Mais le vrai grand moment d'Imposter, c'est sans conteste "Metal Heart", dont l'originale de Cat Power (dont on attend l'album de reprises annoncé avec impatience) est déjà fantastique. Si les versions d'Imposter sont jusque là dans la lignée des originales, Gahan et les Soulsavers parviennent cette fois à emmener la relecture très loin, tout au long d'une progression, d'une gradation d'une intensité folle. Que ce soit le chant, encore une fois très inspiré, mais surtout par le biais d'arrangements et de textures lumineuses : choeurs gospels incandescents, solo de guitare enflammé, chaque seconde est imparable. "Metal Heart" est un de ces titres qui marquent l'écoute au fer rouge, et l'équipe autour de Gahan ne s'y est pas trompé en en faisant son premier single. Voilà qui rattrape avantageusement la malheureuse tentative blues citée précédemment. Certains titres apparaissent relativement anodins (sans être mauvais pour autant), c'est le cas des reprises d'Elvis Presley, "Always on my mind" ou "The Desperate Kingdom of Love", morceau dépouillé à l'extrême de Pj Harvey, ici pimpé et dopé aux textures façon Soulsavers mais qui peine à dégager un réel interêt, en dépit une nouvelle fois d'un chant impeccable.


Mais on peut louer la volonté de Dave Gahan de se frotter à un répertoire très éloigné du sien, on pense à "Smile", chanson de Charlie Chaplin popularisée par Nat King Cole et qui résonne comme une vraie chanson de Noël, comme les anglo-saxons savent exactement le faire, et où Gahan y est plus que crédible. Et comme nous le disions plus tôt, l'exercice des reprises est l'occasion de rendre hommage aux voix qui l'ont accompagné, notamment celle de Rowland S Howard, artiste australien disparu en 2009, le temps d'un "Shut me Down", blues sépulcral quelque part entre Nick Cave (compagnon de route d'Howard au sein de The Birthday Party) et Johnny Cash.

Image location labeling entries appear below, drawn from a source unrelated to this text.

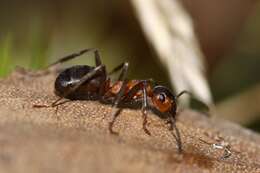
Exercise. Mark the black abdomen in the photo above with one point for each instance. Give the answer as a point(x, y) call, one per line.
point(71, 76)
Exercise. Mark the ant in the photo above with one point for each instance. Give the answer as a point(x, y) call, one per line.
point(83, 82)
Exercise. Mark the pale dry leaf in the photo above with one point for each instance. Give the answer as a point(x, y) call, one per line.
point(169, 29)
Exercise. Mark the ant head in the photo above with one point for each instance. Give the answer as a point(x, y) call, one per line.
point(163, 100)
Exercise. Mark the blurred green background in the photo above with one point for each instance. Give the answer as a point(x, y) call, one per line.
point(35, 33)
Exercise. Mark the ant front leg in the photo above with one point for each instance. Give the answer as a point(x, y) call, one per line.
point(177, 136)
point(141, 86)
point(144, 108)
point(122, 77)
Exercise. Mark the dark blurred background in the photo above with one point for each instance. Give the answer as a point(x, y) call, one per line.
point(35, 33)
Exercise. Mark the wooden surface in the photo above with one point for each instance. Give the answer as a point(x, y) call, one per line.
point(76, 138)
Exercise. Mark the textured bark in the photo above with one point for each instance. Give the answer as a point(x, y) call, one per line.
point(76, 138)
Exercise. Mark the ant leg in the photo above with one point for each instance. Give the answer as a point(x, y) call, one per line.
point(205, 106)
point(77, 54)
point(176, 135)
point(118, 97)
point(117, 68)
point(142, 85)
point(144, 108)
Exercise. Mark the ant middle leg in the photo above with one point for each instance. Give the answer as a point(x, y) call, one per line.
point(77, 54)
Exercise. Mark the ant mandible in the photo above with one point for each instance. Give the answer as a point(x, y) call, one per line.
point(83, 82)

Pour conclure, Imposter est une vraie bonne surprise, dans sa construction, dans sa production, avec une véritable cohérence très classieuse dans les ambiances malgré des influences très différentes. Le disque est chaleureux, suave, parfois cotonneux et sa langueur sied parfaitement à une écoute au casque, sur une fin d'automne assommante, et où la voix magnétique de Dave Gahan permet de bénéficier d’une chaleur salvatrice. A condition de faire l'impasse sur le quatrième morceau.